Why the expression 'Aaya Ram Gaya Ram' is no longer relevant

It is natural for politicians to switch sides

20-train

The year 2022, like every other year and the one before, has had its share of politicians jumping ships, switching sides, and floating new fronts. Some, like Ghulam Nabi Azad and Hardik Patel, quit with much fire and fury, some after a few comfortable days at luxury resorts, while some others moved away in silence.

Whenever a leader worth his salt switches sides, political commentators like to hark back to the patron saint of floor-crossers—late Haryana politician Gaya Lal. For the uninitiated, he is the ‘Gaya’ in the popular political adage ‘Aaya Ram, Gaya Ram’. If you have been hiding under a rock, or cooped up at home minding your business or mining crypto all these years, let me attempt to introduce this humble politician who earned a place in the annals of history by changing political convictions at the drop of a topi.

Decades ago, in the autumn of ‘67, Gaya Lal, an MLA from Hodal constituency in Haryana, flitted in and out of Congress two times in nine hours. Lal quit the Congress to join the non-Congress United Front only to come back to the Congress hours later. Lal’s defections were so quick that had there been moolah involved, one would wonder if he had enough time to count it all before moving sides. Now, counting the number of times Lal switched sides in the next few years might take a bit of your precious time that you might as well spend on scrolling down your social media feed or doing nothing; suffice to say that his constantly vacillating loyalties gave political pundits a prase that former Haryana chief minister Rao Birender Singh used first while introducing Lal to the press—’Gaya Lal is Aaya Ram now’.

Now back to my point, and this is a humble appeal to everyone and his uncle who would like to remind the readers, viewers, trolls, and nobody in particular about Lal and his vexatious ways. Spare Lal; forget him, for good. The phrase that frequent floor-crossing shenanigans of this career politician birthed has had its run, and it is time we retired this usage. Why, you may ask! The reason might be as plain as the nose on your face. Those moving alone or as a herd to greener (mostly saffron) pastures are not likely to come back, IMAO, unlike Lal who found it so easy to move between sides. Because, why would they?
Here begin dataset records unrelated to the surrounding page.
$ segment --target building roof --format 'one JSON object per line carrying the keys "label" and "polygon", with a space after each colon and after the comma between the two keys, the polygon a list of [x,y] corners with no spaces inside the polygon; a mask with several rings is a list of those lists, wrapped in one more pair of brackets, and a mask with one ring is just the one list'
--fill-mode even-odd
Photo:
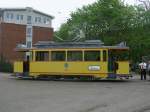
{"label": "building roof", "polygon": [[47,16],[47,17],[49,17],[51,19],[54,19],[54,16],[46,14],[46,13],[43,13],[43,12],[38,11],[38,10],[35,10],[35,9],[31,8],[31,7],[26,7],[26,8],[0,8],[0,16],[2,15],[2,13],[4,11],[26,11],[26,10],[31,10],[31,11],[33,11],[35,13],[38,13],[38,14]]}
{"label": "building roof", "polygon": [[104,43],[97,40],[87,40],[85,42],[53,42],[53,41],[40,41],[34,44],[37,49],[65,49],[65,48],[106,48],[106,49],[124,49],[128,50],[129,47],[118,44],[116,46],[104,46]]}

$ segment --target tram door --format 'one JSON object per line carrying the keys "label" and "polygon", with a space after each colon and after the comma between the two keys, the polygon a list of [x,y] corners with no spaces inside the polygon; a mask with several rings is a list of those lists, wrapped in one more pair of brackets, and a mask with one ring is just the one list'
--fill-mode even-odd
{"label": "tram door", "polygon": [[27,56],[27,59],[23,61],[23,72],[28,73],[29,72],[29,64],[30,64],[30,59],[29,56]]}
{"label": "tram door", "polygon": [[112,50],[108,51],[108,71],[110,73],[115,73],[118,69],[118,63],[115,54]]}

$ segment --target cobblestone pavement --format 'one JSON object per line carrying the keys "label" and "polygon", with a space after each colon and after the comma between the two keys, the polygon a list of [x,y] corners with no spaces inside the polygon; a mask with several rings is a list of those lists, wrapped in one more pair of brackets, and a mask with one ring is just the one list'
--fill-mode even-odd
{"label": "cobblestone pavement", "polygon": [[0,112],[150,112],[150,81],[17,80],[0,73]]}

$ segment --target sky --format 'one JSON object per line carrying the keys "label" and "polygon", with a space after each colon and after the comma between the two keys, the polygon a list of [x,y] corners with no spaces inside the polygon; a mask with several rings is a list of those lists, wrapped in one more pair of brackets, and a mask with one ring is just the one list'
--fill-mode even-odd
{"label": "sky", "polygon": [[[54,16],[52,27],[58,30],[60,25],[67,21],[70,13],[97,0],[0,0],[0,8],[25,8],[32,7],[35,10]],[[128,4],[134,4],[135,0],[126,0]]]}

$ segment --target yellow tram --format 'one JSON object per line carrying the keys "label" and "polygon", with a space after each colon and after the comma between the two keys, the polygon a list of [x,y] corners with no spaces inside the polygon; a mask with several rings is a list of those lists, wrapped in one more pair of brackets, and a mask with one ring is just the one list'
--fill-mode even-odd
{"label": "yellow tram", "polygon": [[129,78],[129,47],[104,46],[97,42],[47,42],[32,49],[17,48],[30,54],[14,62],[17,77],[31,78]]}

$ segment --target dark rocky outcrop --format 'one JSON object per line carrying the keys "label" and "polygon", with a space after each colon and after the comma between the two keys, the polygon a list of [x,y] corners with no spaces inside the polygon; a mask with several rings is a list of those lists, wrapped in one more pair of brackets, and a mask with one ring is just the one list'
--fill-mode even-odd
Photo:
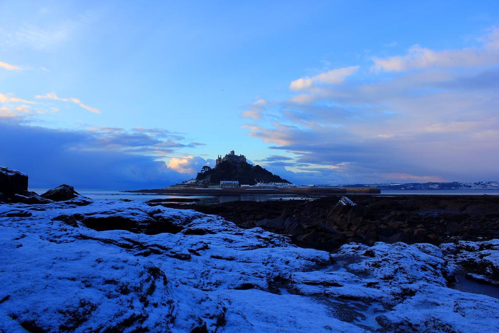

The major victim of men jumping ships has been the Congress. The party, more than anyone else on the political spectrum, these days is faced with the Schrodinger’s cat paradox when it comes to who is still with it—you never know who is with you until he/she announces that they are no longer with you. It is even harder for the party to read the signs and the signposts, especially when there are mixed signals like a rebel group coming up with ways for revival only for a few of them to exit a few days later.

New year, old woes

When does a leader usually quit a party? If you thought the decision comes when one is displeased and disaffected because nothing interesting comes by, R.P.N. Singh of the Congress may have a laugh at your expense! For the man quit after the party picked him to be a star campaigner for the Uttar Pradesh assembly polls in January, proving that no post can hold you back when the saffron side beckons. Calling his next few words predictable would be too predictable. Singh, or RPN—who spent 32 years in the Congress, some of these as a Union minister—said he was all set to make his “contribution to nation-building under the visionary leadership and guidance of” you know who! Now, expecting someone who just realised that it is time he worked on nation-building to make a comeback to his old fold is like betting on a dead horse. Give it a rest, RPN is unlikely to validate the use of your political leitmotif.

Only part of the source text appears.